If, for example, the government said: “you have to implement this change now”, people may react negatively and oppose this change. The better approach is to start with a demonstration project, then move to a voluntary system where “first movers” participate. Once the project is implemented, other providers may see the benefits and join in. That’s what’s happened in Switzerland. Service providers now see the benefit of clinical quality management and everybody wants to join in. Your rehabilitation service is not considered high-quality if you’re not part of the national clinical quality management for rehabilitation.
Where could Ukraine start if it wanted to involve rehabilitation in a more comprehensive manner?
That is a question for my Ukrainian colleagues. But what I have learned from them is that Ukraine has made a lot of progress in many areas. One example is that Ukraine is now part of the Section and Board for Rehabilitation of the European Union of Medical Specialists (UEMS-PRM). The spring meeting in March 2018 has been hosted by our Ukrainian colleagues. This is a clear indicator of the strengthening of rehabilitation medicine in Ukraine.
An important development is the introduction of international standards such as WHO’s International Classification of Functioning, Disability and Health (ICF) by the Ministry of Health. This is of fundamental relevance as it will allow every rehabilitation specialist to specify an individual rehabilitation plan using WHO’s universal language of functioning. It also allows any physician to assess a patients functioning and to assign patients to an appropriate rehabilitation service.

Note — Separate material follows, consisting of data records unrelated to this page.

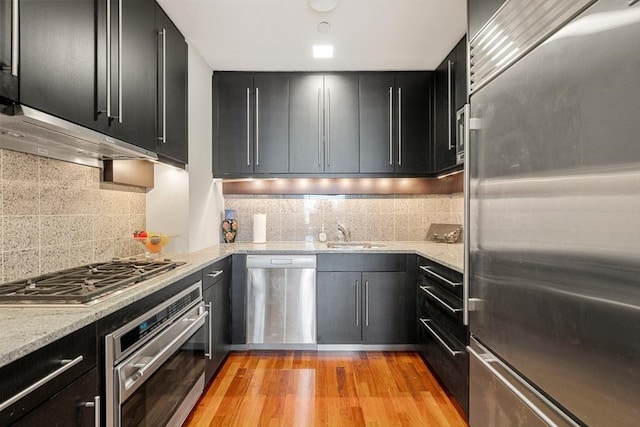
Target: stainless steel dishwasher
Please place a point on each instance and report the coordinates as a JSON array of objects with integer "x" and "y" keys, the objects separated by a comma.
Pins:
[{"x": 281, "y": 301}]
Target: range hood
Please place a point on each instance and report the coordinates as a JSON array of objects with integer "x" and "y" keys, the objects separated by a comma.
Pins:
[{"x": 32, "y": 131}]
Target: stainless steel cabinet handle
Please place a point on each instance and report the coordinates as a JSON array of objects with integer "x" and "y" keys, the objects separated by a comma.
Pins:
[
  {"x": 435, "y": 297},
  {"x": 163, "y": 138},
  {"x": 442, "y": 342},
  {"x": 248, "y": 126},
  {"x": 108, "y": 59},
  {"x": 214, "y": 274},
  {"x": 66, "y": 365},
  {"x": 449, "y": 63},
  {"x": 488, "y": 365},
  {"x": 357, "y": 303},
  {"x": 390, "y": 126},
  {"x": 328, "y": 132},
  {"x": 319, "y": 126},
  {"x": 257, "y": 127},
  {"x": 210, "y": 346},
  {"x": 96, "y": 409},
  {"x": 15, "y": 37},
  {"x": 399, "y": 126},
  {"x": 120, "y": 114},
  {"x": 366, "y": 303},
  {"x": 428, "y": 270}
]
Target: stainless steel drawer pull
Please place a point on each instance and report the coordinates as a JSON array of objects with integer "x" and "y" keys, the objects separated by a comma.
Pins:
[
  {"x": 66, "y": 365},
  {"x": 215, "y": 274},
  {"x": 15, "y": 38},
  {"x": 96, "y": 409},
  {"x": 210, "y": 346},
  {"x": 435, "y": 297},
  {"x": 428, "y": 270},
  {"x": 487, "y": 363},
  {"x": 442, "y": 342}
]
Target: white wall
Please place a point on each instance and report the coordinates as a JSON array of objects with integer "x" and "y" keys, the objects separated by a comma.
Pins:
[
  {"x": 205, "y": 202},
  {"x": 189, "y": 204}
]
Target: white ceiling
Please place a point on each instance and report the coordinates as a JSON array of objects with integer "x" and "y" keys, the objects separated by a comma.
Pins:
[{"x": 277, "y": 35}]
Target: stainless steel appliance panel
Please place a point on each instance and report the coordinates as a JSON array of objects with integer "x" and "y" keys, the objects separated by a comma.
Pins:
[
  {"x": 281, "y": 299},
  {"x": 554, "y": 251}
]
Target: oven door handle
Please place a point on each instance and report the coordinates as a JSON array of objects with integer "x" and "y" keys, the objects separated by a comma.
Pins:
[{"x": 151, "y": 364}]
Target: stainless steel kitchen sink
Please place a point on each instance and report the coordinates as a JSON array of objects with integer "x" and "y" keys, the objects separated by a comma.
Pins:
[{"x": 353, "y": 245}]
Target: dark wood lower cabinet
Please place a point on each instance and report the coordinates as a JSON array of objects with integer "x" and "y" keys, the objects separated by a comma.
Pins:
[
  {"x": 363, "y": 307},
  {"x": 73, "y": 406},
  {"x": 217, "y": 297}
]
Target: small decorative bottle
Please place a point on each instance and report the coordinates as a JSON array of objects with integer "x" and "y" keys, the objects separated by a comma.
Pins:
[
  {"x": 322, "y": 235},
  {"x": 229, "y": 226}
]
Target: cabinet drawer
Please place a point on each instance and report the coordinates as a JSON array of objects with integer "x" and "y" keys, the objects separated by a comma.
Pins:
[
  {"x": 452, "y": 370},
  {"x": 432, "y": 309},
  {"x": 45, "y": 372},
  {"x": 361, "y": 262},
  {"x": 431, "y": 273},
  {"x": 216, "y": 272}
]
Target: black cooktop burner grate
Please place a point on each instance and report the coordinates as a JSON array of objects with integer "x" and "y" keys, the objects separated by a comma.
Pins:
[{"x": 82, "y": 285}]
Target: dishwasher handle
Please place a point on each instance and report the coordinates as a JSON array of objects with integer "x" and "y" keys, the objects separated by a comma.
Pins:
[{"x": 281, "y": 261}]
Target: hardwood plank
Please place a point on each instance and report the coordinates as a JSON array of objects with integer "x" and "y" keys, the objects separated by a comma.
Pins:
[{"x": 305, "y": 388}]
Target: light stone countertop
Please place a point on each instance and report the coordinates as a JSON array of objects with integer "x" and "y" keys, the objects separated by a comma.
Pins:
[{"x": 26, "y": 329}]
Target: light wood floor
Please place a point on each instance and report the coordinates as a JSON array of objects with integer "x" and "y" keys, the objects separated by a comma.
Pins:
[{"x": 304, "y": 388}]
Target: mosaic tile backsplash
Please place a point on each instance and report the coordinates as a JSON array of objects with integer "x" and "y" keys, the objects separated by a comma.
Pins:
[
  {"x": 377, "y": 218},
  {"x": 57, "y": 215}
]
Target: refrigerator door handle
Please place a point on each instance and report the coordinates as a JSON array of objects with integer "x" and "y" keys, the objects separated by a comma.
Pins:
[{"x": 488, "y": 360}]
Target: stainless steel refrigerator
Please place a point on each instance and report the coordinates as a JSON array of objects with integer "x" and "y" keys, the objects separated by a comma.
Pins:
[{"x": 553, "y": 215}]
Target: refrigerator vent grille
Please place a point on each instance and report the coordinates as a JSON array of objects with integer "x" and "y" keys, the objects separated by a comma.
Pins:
[{"x": 514, "y": 30}]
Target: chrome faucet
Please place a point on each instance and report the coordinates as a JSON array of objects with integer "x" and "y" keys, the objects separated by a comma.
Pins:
[{"x": 346, "y": 233}]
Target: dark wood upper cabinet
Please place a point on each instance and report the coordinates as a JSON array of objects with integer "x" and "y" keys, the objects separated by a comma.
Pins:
[
  {"x": 450, "y": 95},
  {"x": 323, "y": 127},
  {"x": 377, "y": 137},
  {"x": 395, "y": 123},
  {"x": 413, "y": 128},
  {"x": 172, "y": 139},
  {"x": 134, "y": 73},
  {"x": 271, "y": 120},
  {"x": 58, "y": 60},
  {"x": 251, "y": 123},
  {"x": 64, "y": 61}
]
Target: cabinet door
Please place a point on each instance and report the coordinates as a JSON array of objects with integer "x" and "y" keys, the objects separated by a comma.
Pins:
[
  {"x": 306, "y": 145},
  {"x": 339, "y": 307},
  {"x": 218, "y": 323},
  {"x": 135, "y": 106},
  {"x": 67, "y": 408},
  {"x": 444, "y": 141},
  {"x": 271, "y": 146},
  {"x": 342, "y": 135},
  {"x": 58, "y": 59},
  {"x": 384, "y": 299},
  {"x": 460, "y": 73},
  {"x": 233, "y": 123},
  {"x": 413, "y": 122},
  {"x": 376, "y": 123},
  {"x": 172, "y": 76}
]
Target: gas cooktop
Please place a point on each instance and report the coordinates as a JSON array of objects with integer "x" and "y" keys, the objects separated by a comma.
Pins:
[{"x": 84, "y": 285}]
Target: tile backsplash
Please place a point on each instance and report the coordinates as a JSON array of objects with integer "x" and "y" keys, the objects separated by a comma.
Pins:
[
  {"x": 298, "y": 218},
  {"x": 57, "y": 215}
]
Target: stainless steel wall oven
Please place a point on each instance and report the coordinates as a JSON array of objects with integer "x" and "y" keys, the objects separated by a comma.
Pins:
[{"x": 155, "y": 363}]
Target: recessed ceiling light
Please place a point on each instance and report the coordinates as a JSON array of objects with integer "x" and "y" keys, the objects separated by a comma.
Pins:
[
  {"x": 322, "y": 51},
  {"x": 324, "y": 27}
]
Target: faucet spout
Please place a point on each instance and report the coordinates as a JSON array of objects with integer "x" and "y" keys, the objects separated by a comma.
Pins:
[{"x": 346, "y": 233}]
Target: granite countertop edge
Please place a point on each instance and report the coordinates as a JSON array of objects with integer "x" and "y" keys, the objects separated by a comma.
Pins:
[{"x": 26, "y": 329}]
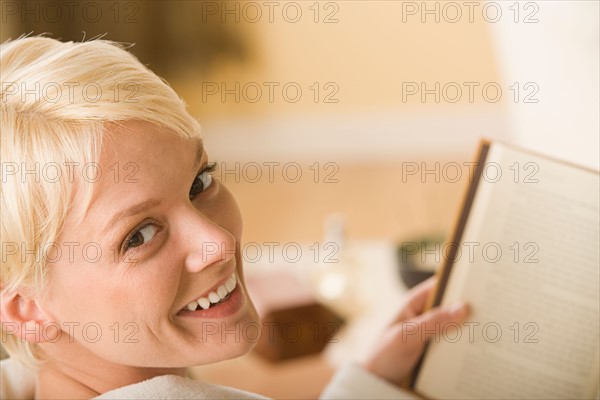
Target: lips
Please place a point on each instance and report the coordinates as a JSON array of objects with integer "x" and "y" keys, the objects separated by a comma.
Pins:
[{"x": 214, "y": 297}]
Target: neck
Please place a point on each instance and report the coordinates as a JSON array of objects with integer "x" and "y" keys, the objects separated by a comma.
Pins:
[{"x": 86, "y": 375}]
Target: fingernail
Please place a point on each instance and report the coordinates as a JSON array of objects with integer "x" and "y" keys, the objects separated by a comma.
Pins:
[{"x": 457, "y": 308}]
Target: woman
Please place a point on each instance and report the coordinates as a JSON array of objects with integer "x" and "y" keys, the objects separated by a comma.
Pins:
[{"x": 108, "y": 209}]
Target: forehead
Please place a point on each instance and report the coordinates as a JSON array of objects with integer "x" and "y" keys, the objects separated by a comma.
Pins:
[
  {"x": 139, "y": 161},
  {"x": 144, "y": 143}
]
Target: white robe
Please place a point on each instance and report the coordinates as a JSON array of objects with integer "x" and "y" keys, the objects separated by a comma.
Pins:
[{"x": 350, "y": 382}]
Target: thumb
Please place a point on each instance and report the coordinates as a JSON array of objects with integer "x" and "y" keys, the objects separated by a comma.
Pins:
[{"x": 431, "y": 324}]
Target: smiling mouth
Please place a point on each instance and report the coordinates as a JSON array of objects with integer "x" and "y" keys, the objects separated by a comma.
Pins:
[{"x": 215, "y": 297}]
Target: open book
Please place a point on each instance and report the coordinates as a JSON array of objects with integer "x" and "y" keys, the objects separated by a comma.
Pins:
[{"x": 525, "y": 257}]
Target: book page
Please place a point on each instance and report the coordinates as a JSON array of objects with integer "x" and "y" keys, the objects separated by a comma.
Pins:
[{"x": 528, "y": 266}]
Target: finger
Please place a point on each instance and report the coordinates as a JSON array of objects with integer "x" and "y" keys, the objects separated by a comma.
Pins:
[
  {"x": 415, "y": 299},
  {"x": 431, "y": 324}
]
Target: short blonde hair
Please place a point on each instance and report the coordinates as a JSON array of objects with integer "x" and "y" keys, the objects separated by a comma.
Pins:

The idea of health information standards sounds like a very technical one, but it’s not. This is because standards are relevant for the training of health professionals and for rehabilitation care. Most importantly they provide the basis for the development of a clinical quality management for rehabilitation at the national level and specific rehabilitation services.
I would like to emphasize that the move to an international standard such as the ICF is a very suitable starting point to bring various stakeholders together towards a joint goal, to optimize rehabilitation care for all people in Ukraine.
BIO
Gerold Stucki is Professor and Chair of the Seminar of Health Sciences and Health Policy at the University of Lucerne, Director of Swiss Paraplegic Research in Nottwil, Switzerland, and Director of the ICF Research Branch, a cooperation partner of the German World Health Organization (WHO) Collaborating Centre for the Family of International Classifications. He received his medical education at the University of Berne and obtained a Master of Science (MSc.) in Health Policy and Management from the Harvard School of Public Health and a diploma in Biostatistics and Epidemiology from the University of McGill, Montréal, Canada. During his appointment as Chair of the Department of Physical and Rehabilitation Medicine (PRM) at the Ludwig-Maximilians University from 1999-2009, Prof. Stucki pursued clinical research in PRM and musculoskeletal medicine, and developed a new research agenda for human functioning and rehabilitation research. Prof. Stucki has been collaborating with the WHO in an international effort to implement the International Classification of Functioning, Disability and Health (ICF) in rehabilitation and the health sector in general. Since 2005, he has been assigned the task of developing the Swiss Paraplegic Research (SPF) into a research institution with a comprehensive perspective. Since August 2009 he has served as Professor and Chair of the Seminar of Health Sciences and Health Policy at the University of Lucerne. In 2012, Prof. Stucki became a Foreign Associate of the Institute of Medicine, a part of the United States National Academies.